Progress developing improved treatments for the disease has been limited in part by the lack of advanced imaging techniques to detect pulmonary hypertension and lung damage at earlier time points in animal models, which is important to test these potential new treatments. This model could also help researchers better understand how pulmonary hypertension develops, which is an important aspect of Shivanna's research. So the team set out to develop a mouse model of the disease that replicates many of the features observed in infants with the condition.
To induce oxidative stress and inflammation - two contributing factors of the development of the disease - the researchers exposed a group of newborn mice to 70 percent of oxygen or hyperoxia for 14 days, while a control group received 21 percent oxygen or regular air.
The mice exposed to hyperoxia developed lung oxidative stress, inflammation and lungs that resembled those typical of bronchopulmonary dysplasia and pulmonary hypertension in infants. Furthermore, echocardiography tests performed in the young mice showed that the animals had also developed pulmonary hypertension.
"It's important to understand not only the pathology, but also the functional aspect of pulmonary hypertension," said Shivanna. "This is where the echocardiography test, a non-invasive test that uses high frequency sound waves to take pictures of the heart, comes in."

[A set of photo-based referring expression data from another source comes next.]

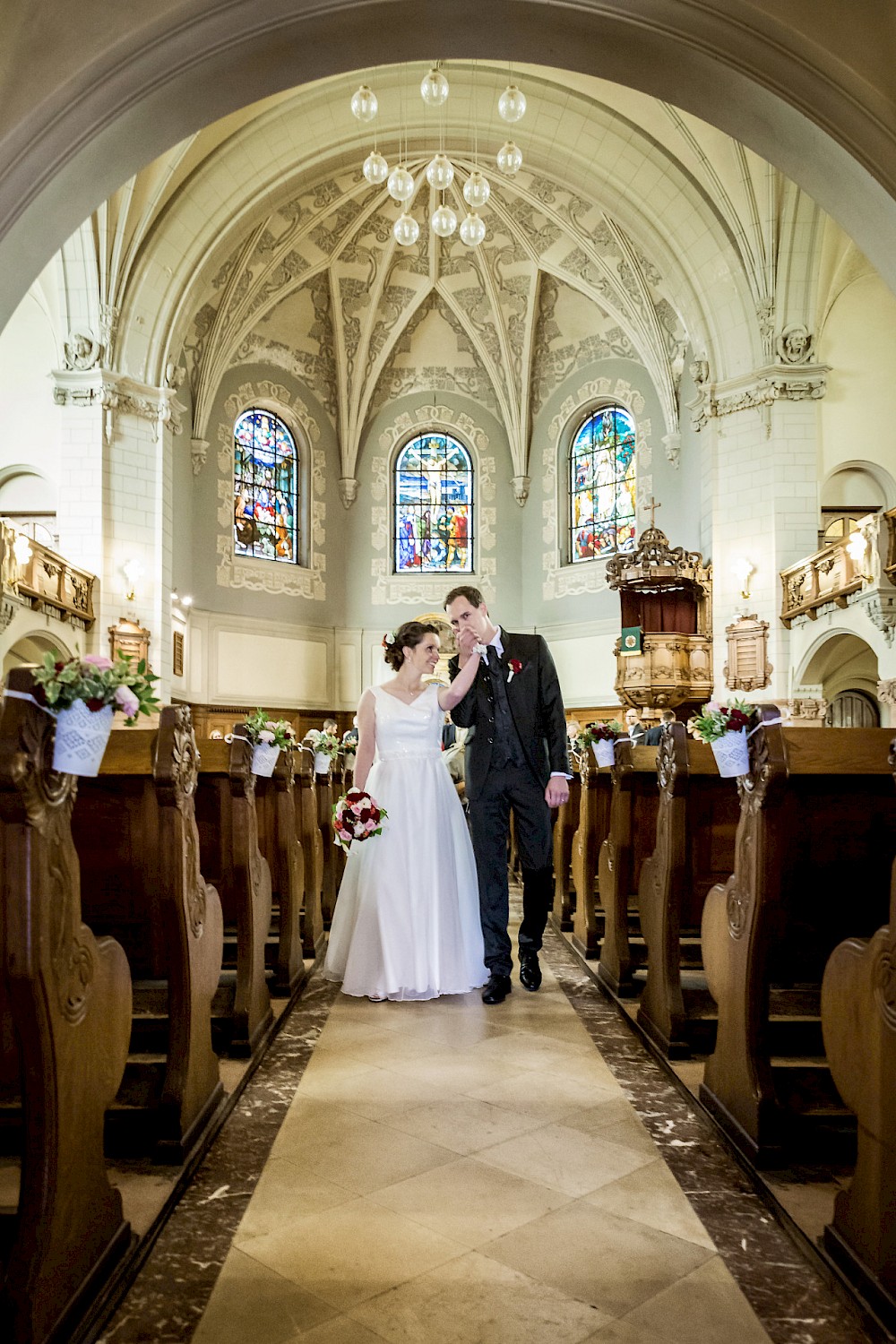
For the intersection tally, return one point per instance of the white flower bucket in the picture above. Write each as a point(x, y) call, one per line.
point(732, 754)
point(265, 758)
point(603, 750)
point(81, 738)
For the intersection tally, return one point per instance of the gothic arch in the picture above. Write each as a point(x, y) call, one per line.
point(86, 115)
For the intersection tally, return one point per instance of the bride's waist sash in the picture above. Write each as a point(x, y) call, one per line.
point(411, 754)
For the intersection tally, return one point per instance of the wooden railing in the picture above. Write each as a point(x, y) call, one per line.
point(45, 580)
point(839, 570)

Currently, echocardiography tests have been performed in mice at four weeks of age, which might be too late to intervene. Using the latest advances in research technology, Shivanna and colleagues were able to demonstrate that it is possible to functionally detect pulmonary hypertension at an earlier time point, meaning that interventions could potentially take place sooner.
This mouse model can help researchers develop early interventions to prevent or decrease the severity of some of the later onset diseases, such as chronic obstructive pulmonary disease.
Others who took part in the study include Corey L. Reynolds, Shaojie Zhang, Amrit Kumar Shrestha, all with Baylor College of Medicine and Dr. Roberto Barrios with Houston Methodist Hospital.
This work was supported by grants from the National Institutes of Health (HD-073323), American Heart Association (BGIA-20190008) and American Lung Association (RG-349917), and by the Mouse Phenotyping Core at Baylor College of Medicine with funding from the NIH (U54 HG006348).